Sapochnik, who directed “The Long Night” episode, revealed this little snippet while chatting with the Filmmaker Toolkit. And while he doesn’t seem to think it was that big of a deal to ax the scene, fans would undoubtedly disagree. “It was a much bigger sequence than we shot. And there were many things that happened that people would’ve been so happy to have happen, attacks of direwolves, crazy stuff,” explained Sapochnik. “At some point you’re like, 50 direwolves attacking an undead dragon does not a good movie make.”

Go home, Sapochnik, you’re drunk — because 50 direwolves at the Battle of Winterfell sounds like Seven Kingdoms perfection.
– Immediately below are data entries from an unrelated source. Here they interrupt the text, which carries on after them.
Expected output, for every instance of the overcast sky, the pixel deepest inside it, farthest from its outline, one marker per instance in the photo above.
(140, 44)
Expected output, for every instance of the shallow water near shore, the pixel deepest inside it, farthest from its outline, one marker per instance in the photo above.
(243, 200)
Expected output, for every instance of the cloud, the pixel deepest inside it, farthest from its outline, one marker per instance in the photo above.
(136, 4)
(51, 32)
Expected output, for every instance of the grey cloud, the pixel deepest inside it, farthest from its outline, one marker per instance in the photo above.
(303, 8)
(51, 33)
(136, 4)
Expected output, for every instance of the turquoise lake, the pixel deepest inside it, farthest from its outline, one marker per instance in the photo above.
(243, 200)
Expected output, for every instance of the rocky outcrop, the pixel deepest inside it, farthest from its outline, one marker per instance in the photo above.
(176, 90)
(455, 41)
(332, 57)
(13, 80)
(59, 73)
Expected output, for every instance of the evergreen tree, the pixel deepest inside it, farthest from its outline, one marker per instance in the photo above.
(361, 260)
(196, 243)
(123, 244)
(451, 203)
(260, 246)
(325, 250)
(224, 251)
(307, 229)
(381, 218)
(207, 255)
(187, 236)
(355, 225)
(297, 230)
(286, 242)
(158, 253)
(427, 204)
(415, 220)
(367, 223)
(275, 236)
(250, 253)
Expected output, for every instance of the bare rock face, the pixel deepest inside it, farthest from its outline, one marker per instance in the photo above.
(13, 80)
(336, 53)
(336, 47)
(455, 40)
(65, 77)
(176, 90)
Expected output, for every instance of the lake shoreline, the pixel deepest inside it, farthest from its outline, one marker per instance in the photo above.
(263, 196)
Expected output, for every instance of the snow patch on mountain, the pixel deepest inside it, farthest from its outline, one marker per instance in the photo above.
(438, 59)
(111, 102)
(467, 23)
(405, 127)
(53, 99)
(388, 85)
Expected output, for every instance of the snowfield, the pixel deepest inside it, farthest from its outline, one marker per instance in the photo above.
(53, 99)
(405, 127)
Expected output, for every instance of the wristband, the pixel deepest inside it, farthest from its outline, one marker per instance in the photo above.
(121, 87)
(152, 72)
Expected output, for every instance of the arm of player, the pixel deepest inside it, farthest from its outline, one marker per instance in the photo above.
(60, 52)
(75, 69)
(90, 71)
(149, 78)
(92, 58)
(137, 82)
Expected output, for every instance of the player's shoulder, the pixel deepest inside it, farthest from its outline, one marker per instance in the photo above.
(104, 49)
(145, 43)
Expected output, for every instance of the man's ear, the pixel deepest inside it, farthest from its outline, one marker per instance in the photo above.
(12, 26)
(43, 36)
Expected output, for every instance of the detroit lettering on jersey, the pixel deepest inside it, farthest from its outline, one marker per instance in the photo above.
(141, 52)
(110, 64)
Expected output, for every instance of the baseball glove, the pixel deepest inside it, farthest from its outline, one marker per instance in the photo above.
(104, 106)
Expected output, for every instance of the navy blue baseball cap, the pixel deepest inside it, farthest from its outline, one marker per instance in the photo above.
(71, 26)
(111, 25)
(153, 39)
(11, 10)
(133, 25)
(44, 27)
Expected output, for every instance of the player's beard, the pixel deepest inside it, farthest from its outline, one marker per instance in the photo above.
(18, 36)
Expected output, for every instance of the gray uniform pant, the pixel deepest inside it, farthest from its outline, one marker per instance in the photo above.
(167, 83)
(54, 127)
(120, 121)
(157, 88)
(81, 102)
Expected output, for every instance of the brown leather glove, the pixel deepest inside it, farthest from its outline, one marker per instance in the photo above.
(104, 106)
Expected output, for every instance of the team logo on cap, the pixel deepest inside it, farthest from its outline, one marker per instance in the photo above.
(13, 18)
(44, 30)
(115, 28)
Ultimately, we only saw Jon Snow’s direwolf Ghost at the battle, and even that was far too fleeting for our liking. How, in eight seasons of GoT, did the directorial team not realize that the number of direwolves shown is proportional to fans’ happiness?

Admittedly, we probably have to cut Sapochnik some slack. He wasn’t the only one behind the pile of direwolves littering the cutting room floor. “Dave [Benioff, creator] and Dan [Weiss, creator] were heading towards the finish line and they were unrelenting in what they expected of us,” Sapochnik said. “Then their mantra to us is, ‘It’s going to kill us, but it’s going to be great.’ And we were like, ‘No, no, it’s actually going to kill us if we don’t stop.’ They were completely ruthless when it came to that kind of thing of, ‘No, we want this, we want this.’ And at the same time, there were moments of realization that we physically can’t do some of these thing and other things we can.”

OK, so it does sound like Sapochnik was gunning for the scene to be chopped. Benioff and Weiss deserve some of the blame too, though, because it seems as though Sapochnik and the rest of the crew arguably had too much on their plate. Regardless, what’s done is done, and we’ll never know what the Battle of Winterfell might have looked like had an army of direwolves jumped into the fray. Fortunately, Arya and her Valyrian steel dagger came through in the end, but still… 50 direwolves would have been a nice touch in this already epic battle for survival.